Patients who are scanned frequently with CT are exposed to radiation doses that significantly increase their risk of cancer, according to a new study in Radiology. Physicians who order frequent follow-up scans, particularly if the results tend to be negative, should find another way to get the information, the authors advised.
In the study, Dr. Aaron Sodickson, Ph.D., and colleagues from Brigham and Women's Hospital in Boston examined the medical records of 31,462 adult patients who had diagnostic CT scans at the hospital in 2007 and had undergone a whopping 190,712 CT exams in the prior 22 years.
The BEIR-VII (Biological Effects of Ionizing Radiation) risk model was used to estimate each patient's lifetime attributable risk (LAR) of cancer based on their history of CT scans. One-third of the patients had undergone five or more lifetime CT exams, 5% had more than 22 exams, and 1% had more than 38 CT exams in their histories (Radiology, April 2009, Vol. 251:1, pp. 175-184).
Translating those scans to radiation exposure, 15% of the patients had estimated cumulative effective radiation dose of more than 100 mSv, a dose equivalent to that of 1,000 chest x-rays. Four percent of the patients received more than 250 mSv, and 1% received more than 399 mSv.

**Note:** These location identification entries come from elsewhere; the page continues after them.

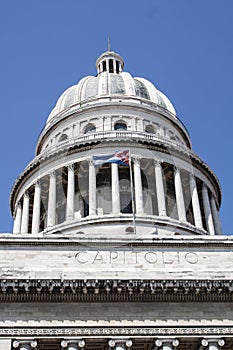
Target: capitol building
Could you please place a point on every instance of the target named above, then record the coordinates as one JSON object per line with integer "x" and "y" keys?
{"x": 117, "y": 240}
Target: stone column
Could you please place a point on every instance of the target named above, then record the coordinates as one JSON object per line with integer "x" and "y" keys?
{"x": 73, "y": 344}
{"x": 25, "y": 213}
{"x": 207, "y": 210}
{"x": 114, "y": 66}
{"x": 5, "y": 344}
{"x": 138, "y": 187}
{"x": 179, "y": 196}
{"x": 212, "y": 344}
{"x": 120, "y": 344}
{"x": 115, "y": 189}
{"x": 18, "y": 218}
{"x": 215, "y": 213}
{"x": 70, "y": 193}
{"x": 25, "y": 344}
{"x": 166, "y": 344}
{"x": 36, "y": 209}
{"x": 195, "y": 202}
{"x": 160, "y": 189}
{"x": 92, "y": 189}
{"x": 51, "y": 220}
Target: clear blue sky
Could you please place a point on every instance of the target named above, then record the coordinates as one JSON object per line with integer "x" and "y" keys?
{"x": 184, "y": 47}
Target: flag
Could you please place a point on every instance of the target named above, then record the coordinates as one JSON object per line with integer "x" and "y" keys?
{"x": 119, "y": 157}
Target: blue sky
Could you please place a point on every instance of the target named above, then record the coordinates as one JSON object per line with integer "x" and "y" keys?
{"x": 184, "y": 47}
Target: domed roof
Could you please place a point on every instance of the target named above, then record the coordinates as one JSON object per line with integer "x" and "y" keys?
{"x": 109, "y": 81}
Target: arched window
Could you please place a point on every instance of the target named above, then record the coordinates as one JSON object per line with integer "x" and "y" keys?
{"x": 120, "y": 126}
{"x": 150, "y": 129}
{"x": 63, "y": 137}
{"x": 90, "y": 129}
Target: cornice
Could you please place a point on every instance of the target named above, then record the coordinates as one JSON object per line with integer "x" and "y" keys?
{"x": 109, "y": 101}
{"x": 54, "y": 290}
{"x": 158, "y": 145}
{"x": 60, "y": 240}
{"x": 105, "y": 332}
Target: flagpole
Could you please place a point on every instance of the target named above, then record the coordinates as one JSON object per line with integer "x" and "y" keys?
{"x": 132, "y": 192}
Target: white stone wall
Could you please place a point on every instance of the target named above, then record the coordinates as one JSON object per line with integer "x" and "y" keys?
{"x": 116, "y": 314}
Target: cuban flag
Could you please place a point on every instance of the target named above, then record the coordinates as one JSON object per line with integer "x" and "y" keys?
{"x": 119, "y": 157}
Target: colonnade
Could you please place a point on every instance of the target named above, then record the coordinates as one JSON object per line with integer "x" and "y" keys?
{"x": 209, "y": 212}
{"x": 124, "y": 344}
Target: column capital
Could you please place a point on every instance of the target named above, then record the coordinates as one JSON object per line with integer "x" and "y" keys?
{"x": 18, "y": 205}
{"x": 176, "y": 169}
{"x": 207, "y": 341}
{"x": 204, "y": 187}
{"x": 32, "y": 343}
{"x": 68, "y": 342}
{"x": 192, "y": 176}
{"x": 52, "y": 174}
{"x": 160, "y": 342}
{"x": 136, "y": 159}
{"x": 38, "y": 183}
{"x": 158, "y": 162}
{"x": 90, "y": 161}
{"x": 113, "y": 342}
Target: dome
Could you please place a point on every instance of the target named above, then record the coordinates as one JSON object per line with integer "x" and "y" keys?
{"x": 110, "y": 81}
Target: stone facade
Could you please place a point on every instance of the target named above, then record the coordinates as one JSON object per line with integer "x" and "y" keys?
{"x": 123, "y": 254}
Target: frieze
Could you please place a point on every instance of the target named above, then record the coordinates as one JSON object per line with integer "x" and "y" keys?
{"x": 136, "y": 257}
{"x": 116, "y": 331}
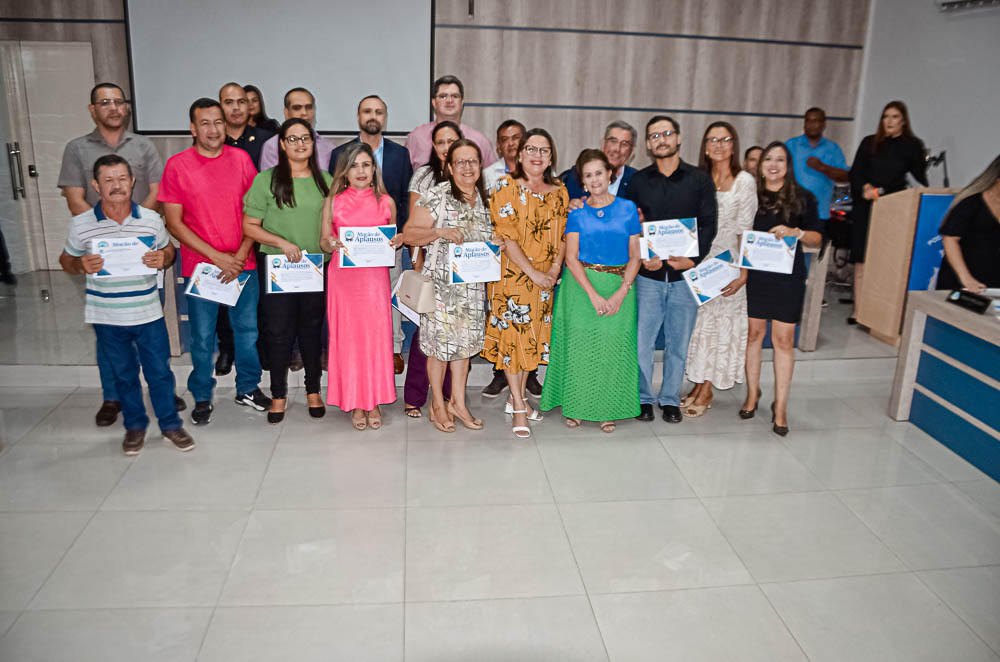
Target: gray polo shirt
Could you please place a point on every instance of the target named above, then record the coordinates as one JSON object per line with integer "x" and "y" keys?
{"x": 80, "y": 154}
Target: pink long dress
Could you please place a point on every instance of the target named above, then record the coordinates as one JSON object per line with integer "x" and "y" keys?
{"x": 361, "y": 371}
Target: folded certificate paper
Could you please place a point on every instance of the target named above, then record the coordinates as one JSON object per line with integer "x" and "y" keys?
{"x": 283, "y": 276}
{"x": 474, "y": 262}
{"x": 367, "y": 246}
{"x": 708, "y": 278}
{"x": 122, "y": 256}
{"x": 765, "y": 252}
{"x": 677, "y": 237}
{"x": 205, "y": 284}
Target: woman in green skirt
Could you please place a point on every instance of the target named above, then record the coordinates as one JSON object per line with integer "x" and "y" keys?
{"x": 593, "y": 370}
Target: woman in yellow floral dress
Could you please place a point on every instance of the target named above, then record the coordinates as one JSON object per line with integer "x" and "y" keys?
{"x": 528, "y": 209}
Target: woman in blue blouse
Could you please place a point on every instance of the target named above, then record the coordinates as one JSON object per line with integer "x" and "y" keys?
{"x": 593, "y": 370}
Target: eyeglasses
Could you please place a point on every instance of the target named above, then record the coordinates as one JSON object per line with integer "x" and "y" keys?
{"x": 661, "y": 134}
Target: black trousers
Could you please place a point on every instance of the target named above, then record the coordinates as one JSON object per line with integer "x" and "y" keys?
{"x": 287, "y": 318}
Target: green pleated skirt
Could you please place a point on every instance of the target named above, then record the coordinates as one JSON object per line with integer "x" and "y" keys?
{"x": 593, "y": 371}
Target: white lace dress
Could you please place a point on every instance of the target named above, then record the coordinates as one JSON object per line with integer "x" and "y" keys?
{"x": 717, "y": 352}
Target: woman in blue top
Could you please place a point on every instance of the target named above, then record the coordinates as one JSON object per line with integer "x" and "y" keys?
{"x": 593, "y": 370}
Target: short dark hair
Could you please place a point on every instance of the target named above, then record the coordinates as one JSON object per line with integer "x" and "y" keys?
{"x": 101, "y": 86}
{"x": 298, "y": 89}
{"x": 109, "y": 160}
{"x": 447, "y": 80}
{"x": 202, "y": 103}
{"x": 662, "y": 118}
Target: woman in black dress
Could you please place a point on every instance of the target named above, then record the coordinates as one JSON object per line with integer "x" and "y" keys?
{"x": 785, "y": 210}
{"x": 880, "y": 167}
{"x": 970, "y": 234}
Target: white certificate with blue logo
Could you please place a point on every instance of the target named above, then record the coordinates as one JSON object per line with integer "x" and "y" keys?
{"x": 708, "y": 278}
{"x": 474, "y": 262}
{"x": 764, "y": 251}
{"x": 123, "y": 256}
{"x": 285, "y": 276}
{"x": 676, "y": 237}
{"x": 205, "y": 284}
{"x": 367, "y": 246}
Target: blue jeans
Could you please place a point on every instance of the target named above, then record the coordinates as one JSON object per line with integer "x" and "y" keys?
{"x": 670, "y": 306}
{"x": 202, "y": 315}
{"x": 124, "y": 348}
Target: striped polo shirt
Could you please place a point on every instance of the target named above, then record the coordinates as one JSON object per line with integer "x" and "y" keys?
{"x": 128, "y": 300}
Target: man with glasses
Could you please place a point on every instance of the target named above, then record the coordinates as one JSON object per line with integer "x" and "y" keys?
{"x": 618, "y": 145}
{"x": 110, "y": 111}
{"x": 668, "y": 189}
{"x": 448, "y": 101}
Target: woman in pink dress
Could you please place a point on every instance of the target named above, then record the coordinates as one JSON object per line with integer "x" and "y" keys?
{"x": 360, "y": 376}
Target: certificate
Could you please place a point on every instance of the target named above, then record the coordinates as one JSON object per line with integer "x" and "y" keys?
{"x": 764, "y": 251}
{"x": 205, "y": 284}
{"x": 676, "y": 237}
{"x": 708, "y": 278}
{"x": 123, "y": 256}
{"x": 283, "y": 275}
{"x": 367, "y": 246}
{"x": 474, "y": 262}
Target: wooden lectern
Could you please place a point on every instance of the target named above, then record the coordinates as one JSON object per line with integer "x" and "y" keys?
{"x": 891, "y": 234}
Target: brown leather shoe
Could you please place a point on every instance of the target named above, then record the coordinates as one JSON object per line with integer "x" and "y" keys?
{"x": 181, "y": 440}
{"x": 134, "y": 440}
{"x": 108, "y": 413}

In terms of heightened cancer risk, the BEIR-VII analysis showed that 7.3% of the patients had an estimated LAR of greater than 1%, reflecting an increased lifetime risk of cancer of 1% compared to the baseline cancer risk of 1% in the U.S. population. The 315 patients who received the highest radiation exposures increased their LAR by 2.7% to 12%, the group reported.
"Not surprisingly, the patients who undergo large amounts of recurrent imaging generally have substantial underlying disease," Sodickson and colleagues wrote. "Eighty-five percent of the patients with estimated LAR greater than 1% have a malignancy diagnosis. However, 40% of the group with LAR greater than 1% either have no malignancy history or are assessed by their treating physicians as having no ongoing evidence of active malignancy."
In patients without malignancies and those who have responded to treatment, a cumulative radiation exposure must be considered in balance with the anticipated benefits of recurrent imaging, they wrote. Follow-up scans that are frequently negative are particularly suspect.
"While the incremental risk is essentially the same from the first or the 50th CT scan (aside from effects of different exposure ages), the risks of an individual study should not be considered in isolation but should be viewed as part of the patient's past (and predicted future) cumulative exposure," they wrote.
The researchers are developing a decision-support tool to identify high-risk patients and provide cumulative exposure risks at the point of care, in order to create a framework to educate referring physicians and improve risk-benefit decision-making at the individual patient level.